Step 1 – Admitted we were powerless over our art and our creative lives had become unmanageable.
The first step in a 12-step program has ZERO solution in it. The first step is about being so shattered, so broken, so sick and tired of being sick and tired, that I will do anything to change. Anything at all.
It’s like the story of the pacifist who was also a prince. As a prince, he was required to carry a sword as a sign of his station, but he was also a pacifist and believed strongly in non-violence.
So torn, so filled with conflict, he went to a church elder and told the elder about his situation. How do I carry a sword and be a pacifist at the same time?
The elder said, “Carry the sword until it is too heavy to carry.”
The first step is about realizing that the goddamn sword is so heavy it’s breaking our goddamn backs.
And of course, as everyone knows, the first step is about the bottom. The depths of despair. Hopelessness.
My bottom came six years ago when I attended my very first writers’ workshop, in Big Sur, California. It started out heroic. I was Achilles, sword, shield, even a printer because my wife and I just knew that the agent would want me to print out a copy right then and there. Still, even though I was armed for success, I was terrified. I was shaking. My eyes were bunny rabbit-wide open.
I sat down in front of the agent, and she knew I was about to implode, because she asked me, “Are you all right?” She moved a little toward the door.
I said, “Yeah, sure, go on.” Inside, I was approaching the guillotine.
And then she hit me with every inch of a beating stick. Because I was an amateur. Because what I had was rough. Because I thought I could write in isolation, without help, without guidance, and if I couldn’t do it on my own, I didn’t want to succeed.
At one point, she leaned back, winced, pointed to my pages and said, “Where are you going with all this?”
I tried to fumble around to explain the characters, the stories, the things I so loved about my book. But of course, it was too late. I was reduced to ashes. It broke me. My worst fears had come true.
I had hit bottom. I couldn’t walk this writers’ journey alone.

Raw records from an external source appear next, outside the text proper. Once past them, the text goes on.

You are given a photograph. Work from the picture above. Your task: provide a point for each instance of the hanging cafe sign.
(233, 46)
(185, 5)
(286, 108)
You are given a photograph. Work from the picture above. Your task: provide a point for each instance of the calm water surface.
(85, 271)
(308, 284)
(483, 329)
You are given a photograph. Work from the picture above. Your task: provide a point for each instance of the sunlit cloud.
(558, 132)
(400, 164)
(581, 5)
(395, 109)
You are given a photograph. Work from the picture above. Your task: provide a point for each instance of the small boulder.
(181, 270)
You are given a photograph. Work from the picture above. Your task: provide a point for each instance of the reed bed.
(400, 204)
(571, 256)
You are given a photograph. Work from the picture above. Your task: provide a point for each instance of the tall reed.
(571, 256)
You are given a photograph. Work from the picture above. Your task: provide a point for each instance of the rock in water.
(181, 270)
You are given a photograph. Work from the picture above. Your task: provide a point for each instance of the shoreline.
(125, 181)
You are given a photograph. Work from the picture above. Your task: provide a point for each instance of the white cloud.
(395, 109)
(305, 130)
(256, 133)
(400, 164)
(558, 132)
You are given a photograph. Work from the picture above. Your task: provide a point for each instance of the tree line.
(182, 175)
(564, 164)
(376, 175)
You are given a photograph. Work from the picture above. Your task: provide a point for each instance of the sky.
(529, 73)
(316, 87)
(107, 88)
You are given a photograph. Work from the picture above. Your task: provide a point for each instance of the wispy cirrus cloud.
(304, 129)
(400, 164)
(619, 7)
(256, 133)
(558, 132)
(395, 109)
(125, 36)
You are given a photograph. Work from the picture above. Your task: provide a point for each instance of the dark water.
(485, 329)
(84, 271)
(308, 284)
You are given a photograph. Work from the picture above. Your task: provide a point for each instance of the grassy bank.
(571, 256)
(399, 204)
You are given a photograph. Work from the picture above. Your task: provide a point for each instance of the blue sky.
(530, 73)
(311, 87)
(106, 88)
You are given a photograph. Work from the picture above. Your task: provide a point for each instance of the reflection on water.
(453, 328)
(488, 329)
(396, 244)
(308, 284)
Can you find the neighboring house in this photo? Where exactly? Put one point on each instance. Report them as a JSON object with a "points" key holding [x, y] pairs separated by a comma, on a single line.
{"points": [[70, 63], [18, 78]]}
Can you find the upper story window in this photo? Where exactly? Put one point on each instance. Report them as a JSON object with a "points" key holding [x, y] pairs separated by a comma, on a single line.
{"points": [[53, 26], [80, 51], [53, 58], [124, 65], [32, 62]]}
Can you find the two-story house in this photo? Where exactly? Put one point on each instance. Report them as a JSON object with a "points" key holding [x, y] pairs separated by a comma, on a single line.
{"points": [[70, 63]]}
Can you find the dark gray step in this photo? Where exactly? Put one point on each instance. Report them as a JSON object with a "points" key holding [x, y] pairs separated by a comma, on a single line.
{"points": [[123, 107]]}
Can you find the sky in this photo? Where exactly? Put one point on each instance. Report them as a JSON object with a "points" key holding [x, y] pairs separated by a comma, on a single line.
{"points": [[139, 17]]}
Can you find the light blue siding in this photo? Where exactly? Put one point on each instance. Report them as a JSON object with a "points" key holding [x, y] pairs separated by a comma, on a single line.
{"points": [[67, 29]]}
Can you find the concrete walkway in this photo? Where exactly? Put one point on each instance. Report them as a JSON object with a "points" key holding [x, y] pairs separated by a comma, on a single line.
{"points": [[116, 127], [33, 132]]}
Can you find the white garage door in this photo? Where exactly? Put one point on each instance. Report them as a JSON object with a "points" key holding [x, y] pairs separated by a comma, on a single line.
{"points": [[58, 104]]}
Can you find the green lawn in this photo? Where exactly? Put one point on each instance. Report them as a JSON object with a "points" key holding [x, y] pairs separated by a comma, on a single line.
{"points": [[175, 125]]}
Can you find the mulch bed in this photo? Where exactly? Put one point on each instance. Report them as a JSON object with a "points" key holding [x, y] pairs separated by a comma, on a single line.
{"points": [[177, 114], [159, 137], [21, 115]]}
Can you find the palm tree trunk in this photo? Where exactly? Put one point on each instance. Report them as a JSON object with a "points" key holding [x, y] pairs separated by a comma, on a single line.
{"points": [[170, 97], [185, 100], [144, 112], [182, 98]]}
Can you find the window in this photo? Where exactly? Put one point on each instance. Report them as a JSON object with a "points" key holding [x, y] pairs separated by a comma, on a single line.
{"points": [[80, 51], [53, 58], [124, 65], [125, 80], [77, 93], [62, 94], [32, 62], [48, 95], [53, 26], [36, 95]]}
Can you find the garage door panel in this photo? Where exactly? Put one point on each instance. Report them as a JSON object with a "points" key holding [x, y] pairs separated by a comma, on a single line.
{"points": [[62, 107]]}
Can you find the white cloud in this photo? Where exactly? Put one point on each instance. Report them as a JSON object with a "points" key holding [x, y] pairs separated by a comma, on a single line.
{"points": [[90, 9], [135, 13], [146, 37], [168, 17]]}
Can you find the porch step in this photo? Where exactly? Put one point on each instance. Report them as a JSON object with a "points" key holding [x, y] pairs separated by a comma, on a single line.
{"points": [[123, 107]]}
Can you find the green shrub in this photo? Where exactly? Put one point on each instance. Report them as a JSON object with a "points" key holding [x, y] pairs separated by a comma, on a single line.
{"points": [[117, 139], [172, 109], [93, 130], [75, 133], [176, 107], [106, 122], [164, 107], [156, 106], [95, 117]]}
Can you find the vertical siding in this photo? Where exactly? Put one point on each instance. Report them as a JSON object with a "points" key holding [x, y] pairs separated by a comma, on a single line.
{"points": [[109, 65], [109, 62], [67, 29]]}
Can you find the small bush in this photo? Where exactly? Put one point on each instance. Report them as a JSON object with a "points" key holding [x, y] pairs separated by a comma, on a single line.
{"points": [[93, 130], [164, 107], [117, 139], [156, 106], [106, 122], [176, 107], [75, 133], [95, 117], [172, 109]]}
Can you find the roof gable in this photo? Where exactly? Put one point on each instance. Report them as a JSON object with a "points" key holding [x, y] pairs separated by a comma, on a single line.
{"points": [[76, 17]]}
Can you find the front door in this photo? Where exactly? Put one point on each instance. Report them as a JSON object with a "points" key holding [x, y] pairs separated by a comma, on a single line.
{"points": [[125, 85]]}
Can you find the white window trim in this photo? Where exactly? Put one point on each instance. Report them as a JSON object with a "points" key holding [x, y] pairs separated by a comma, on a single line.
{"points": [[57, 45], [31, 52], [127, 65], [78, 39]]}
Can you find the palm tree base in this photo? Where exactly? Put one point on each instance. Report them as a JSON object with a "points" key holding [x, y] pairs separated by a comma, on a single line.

I used to say that first rejection was when my writing dreams were destroyed. That’s not really what happened. What happened was my fantasies were destroyed. The fantasies of an overnight success, where I went from obscurity to fame and fortune because of my innate genius.
That fantasy died with that agent. The dream continues. Because the dream is that I can write and enjoy it. I can move people and give my voice to the world of literature and art because I have a unique voice. That is the dream. And when I’m writing, working, creating, marketing, overcoming fears, I am living that dream. Will I ever be a bestselling, jet-owning, fun-loving author loved by billions? I don’t know. That’s the fantasy, and some people get to live that. For me, the dream has to be what I do every day, right now.
In the words of that Canadian power-trio rock band, and I don’t mean Triumph, “Some are born to rule the world to live their fantasies. But most of us just dream about the things we’d like to be…”
That’s Neil Peart from Rush. And those words are true.
Hitting bottom can be dramatic, like what happened to me, like what happened to Sid Vicious, and to other hardcore addicts and alcoholics, but not necessarily so.
A little piece of 12-step program; you hit bottom when you stop digging, turn around and start climbing out of the hole you’ve dug.
A bottom is a turning point, where you realize you have a problem and seek help. And it might be getting locked up for not writing and sitting in San Quentin with tattooed murderers.
“Whatcha’ in for?”
“I killed and ate my family. What’re you in for?”
“I couldn’t write. Snapped. Burned all my manuscripts.”
“Damn. Book burner. Hardcore.”
Or it might be a Tuesday, and you are in bed, and you realize, “Another day I didn’t write. Why can’t I find the time? What is wrong with me?”
The only important thing about a bottom is that you change. That’s the critical part.